Re: OOC: # 27
I have recently been enjoying "Assassin's Creed: Odyssey". In there, the issue of slavery in the Greek world is looked from different directions. In one instance a slave is concerned that his master is going to release him which would force him to make his own living. He asks your character to lie to his master saying he was involved in a theft so he won't be released. If you lie, the master casts him out immediately not wanting to have an untrustworthy soul under his roof.
In another case, a man who is technically a slave does more out of loyalty for his people and his country than most free men ever think of doing. His master frees him saying that he had earned it and more long ago. Yet again, without the direction of someone in charge the erstwhile slave, needs to fall back on his convictions and help from the very man to whom he was a slave to seek his own direction and ability.
One begins to examine the definition of slavery in relationship to what it means. Is legal ownership limited to slavery? We end up tied to jobs, in the old days apprenticeships were contracts that could not be exited by the signee. The difference between rights granted or taken away by law, and rights granted or taken away by ethics [or lack there of] comes down to who you can go to to help you achieve those rights or deny them to another.
Robert E Heinlein explores this in his book Citizen of the Galaxy in which his protagonist goes from Being a slave to being the owner of a galactic corporation in stages, along the way he seems to be less free in some ways than when he started.

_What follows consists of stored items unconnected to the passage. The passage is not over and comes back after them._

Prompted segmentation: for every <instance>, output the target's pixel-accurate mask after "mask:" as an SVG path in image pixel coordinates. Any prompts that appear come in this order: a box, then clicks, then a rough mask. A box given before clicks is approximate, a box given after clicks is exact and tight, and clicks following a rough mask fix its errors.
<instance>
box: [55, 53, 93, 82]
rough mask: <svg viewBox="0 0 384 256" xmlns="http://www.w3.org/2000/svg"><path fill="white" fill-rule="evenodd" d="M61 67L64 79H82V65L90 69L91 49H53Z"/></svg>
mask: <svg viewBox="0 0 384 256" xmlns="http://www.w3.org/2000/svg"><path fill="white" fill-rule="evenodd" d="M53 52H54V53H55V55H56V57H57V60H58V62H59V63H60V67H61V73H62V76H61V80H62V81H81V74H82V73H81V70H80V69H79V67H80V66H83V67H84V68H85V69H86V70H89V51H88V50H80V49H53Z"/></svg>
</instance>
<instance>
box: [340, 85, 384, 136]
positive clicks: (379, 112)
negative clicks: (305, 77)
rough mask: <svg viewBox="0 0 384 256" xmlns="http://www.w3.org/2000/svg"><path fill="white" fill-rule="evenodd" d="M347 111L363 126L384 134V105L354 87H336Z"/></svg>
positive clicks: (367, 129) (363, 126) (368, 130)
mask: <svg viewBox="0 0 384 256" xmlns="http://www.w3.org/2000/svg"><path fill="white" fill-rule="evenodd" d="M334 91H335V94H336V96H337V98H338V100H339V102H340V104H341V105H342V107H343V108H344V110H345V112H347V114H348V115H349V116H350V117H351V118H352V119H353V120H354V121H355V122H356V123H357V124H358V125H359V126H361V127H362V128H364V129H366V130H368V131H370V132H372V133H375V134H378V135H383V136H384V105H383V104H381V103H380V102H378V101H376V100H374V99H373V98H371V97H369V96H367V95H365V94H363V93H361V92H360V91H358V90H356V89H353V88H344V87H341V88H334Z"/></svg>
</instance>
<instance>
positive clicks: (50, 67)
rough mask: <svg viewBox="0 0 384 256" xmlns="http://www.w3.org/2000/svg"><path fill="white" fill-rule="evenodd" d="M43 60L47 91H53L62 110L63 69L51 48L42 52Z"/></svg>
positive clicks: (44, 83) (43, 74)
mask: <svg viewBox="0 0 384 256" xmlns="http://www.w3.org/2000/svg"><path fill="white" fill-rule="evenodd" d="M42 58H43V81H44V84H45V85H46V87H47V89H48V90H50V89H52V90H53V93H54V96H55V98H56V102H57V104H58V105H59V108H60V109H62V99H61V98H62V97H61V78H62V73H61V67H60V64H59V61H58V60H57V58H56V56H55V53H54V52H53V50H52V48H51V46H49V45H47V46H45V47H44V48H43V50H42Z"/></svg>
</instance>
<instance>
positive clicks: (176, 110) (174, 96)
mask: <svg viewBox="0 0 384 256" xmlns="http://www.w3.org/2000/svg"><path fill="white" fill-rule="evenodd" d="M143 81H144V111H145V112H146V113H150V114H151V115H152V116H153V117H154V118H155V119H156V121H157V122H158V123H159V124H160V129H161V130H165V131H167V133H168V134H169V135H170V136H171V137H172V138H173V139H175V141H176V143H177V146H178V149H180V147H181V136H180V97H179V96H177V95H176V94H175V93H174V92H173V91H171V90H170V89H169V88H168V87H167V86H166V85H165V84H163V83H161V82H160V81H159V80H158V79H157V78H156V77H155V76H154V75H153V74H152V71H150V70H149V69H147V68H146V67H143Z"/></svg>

Even in this fictional realm, the Largans engineers on my ship, are no longer bound by the oppression that marks their jobs in the empire. My character sees them feed, sheltered, and given a purpose as well as much better materials to do the things they have always wanted to do with a ship that they still have been allowed a stake in. They are dependent on Garrat like he was their master, yet they are freer than they have ever been. Is a race is evil by nature, wouldn't it be evil to it's own citizens and fall apart? Do they then become slaves to their own nature?
It is my belief that ultimate selfishness when exorcised with intelligence and foresight would result in one utilizing ones powers to create a positive environment for those around them on order to enforce a positive and reliable environment for ones own self. Hurt creates an unsustainable sense of power that eventually collapses on its self. There is only ruin on the horizon.